A 45-year-old male presented with complaints of upper abdominal pain for one week and fever and vomiting for three days. No past history of significant illness or trauma.
An ill defined non enhancing hypodense collection measuring 6 x 5.5 x 5.5 cm was noted in the left lobe of liver with perilesional oedema. A well defined non enhancing hypodense collection measuring 5.2 x 2.8 x 2.8 cm was noted extending from the medial aspect of duodenum to the fissure for ligamentum teres. A thin linear hyperdense structure measuring 3.5 cm in length was noted within the collection. Mild perihepatic free fluid and fat stranding were present.
Retrospective ultrasound revealed a hypoechoic collection in the subhepatic region with a linear echogenic structure within.
An imaging diagnosis of hepatic abscess and subhepatic collection with foreign body within secondary to upper gastrointestinal perforation was made.
Laparotomy revealed perforation of the first part of the duodenum, a subhepatic collection with a fish bone within and abscess in the left lobe of liver adjacent to the collection.
Foreign bodies of the gastrointestinal tract are very common, however majority of them are unnoticed. They drive attention when they cause obstruction or rarely perforation. Presentation of foreign body with liver abscess is rare, the first case being reported in 1898. The common sites for perforation in such cases are stomach and duodenum (2) and the common site of liver abscess being the left lobe due to its anatomical proximity (1). The usual foreign bodies reported causing perforation include fishbone, chicken bone, sewing needle, toothpick etc.
Patients usually present with symptoms like abdominal pain, fever, nausea and vomiting. Most often patients do not remember any episode of foreign body ingestion as in our case. Hence radiology plays an important role in the detection of the foreign body and gastrointestinal perforation. Computed tomography is the most useful imaging modality in identifying the foreign body as well as possible site of perforation (3).
Pyogenic liver abscess usually arises secondary to biliary infections, haematogenous spread through hepatic artery or porta vein or as a result of direct injury. They are more common in the right lobe. The double target sign and cluster sign are characteristically described for pyogenic abscess. The double target sign refers to a central hypodense area surrounded by a hyperdense inner ring and hypodense outer ring. Cluster sign refers to multiple small hypodense lesions coalescing to form a single large abscess.

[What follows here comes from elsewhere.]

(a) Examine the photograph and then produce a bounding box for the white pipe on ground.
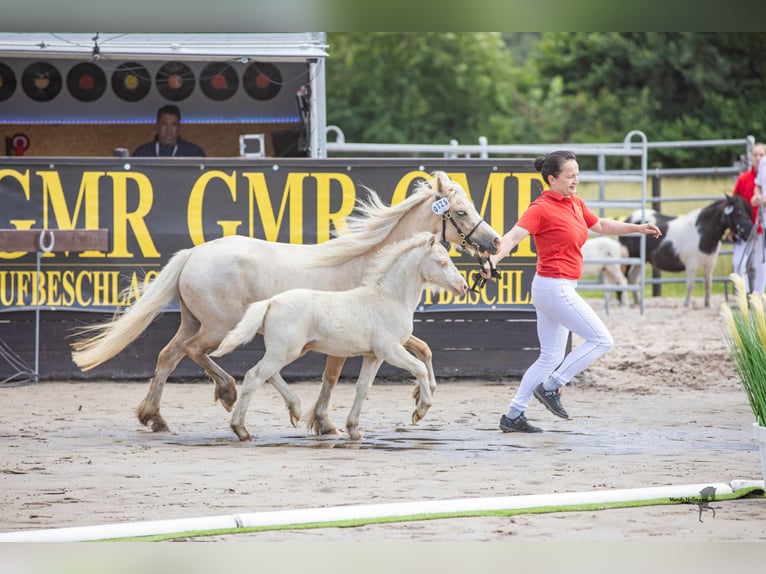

Amoebic liver abscesses are also common on in the right and also in a subcapsular location and are typically solitary (5). Isolated hepatic abscess in the left lobe should alert for the search of rare causes in contrast to hematogenous spread of infection presenting as multifocal lesions and with the right lobe predominance. The perforation may not be evident on imaging always. In our case also the duodenal perforation was not evident on the computed tomography images even on retrospective analysis.
Treatment of the abscess depends on the size. Small abscess less than 5 cm may be treated conservatively with intravenous antibiotics while those larger than 5 cm require drainage (4). Removal of the foreign body usually requires laparoscopy or laparotomy. Non-removal of the foreign body may result in incomplete resolution as well as recurrence of the liver abscess. In the case presented, the patient had to undergo laparotomy with drainage of the abscess and foreign body removal. He recovered well after a course of intravenous antibiotics and was discharged.
To conclude, diagnosis of foreign body induced perforation as the cause of liver abscess needs strong suspicion and an acquaintance of the radiologist to this entity is essential.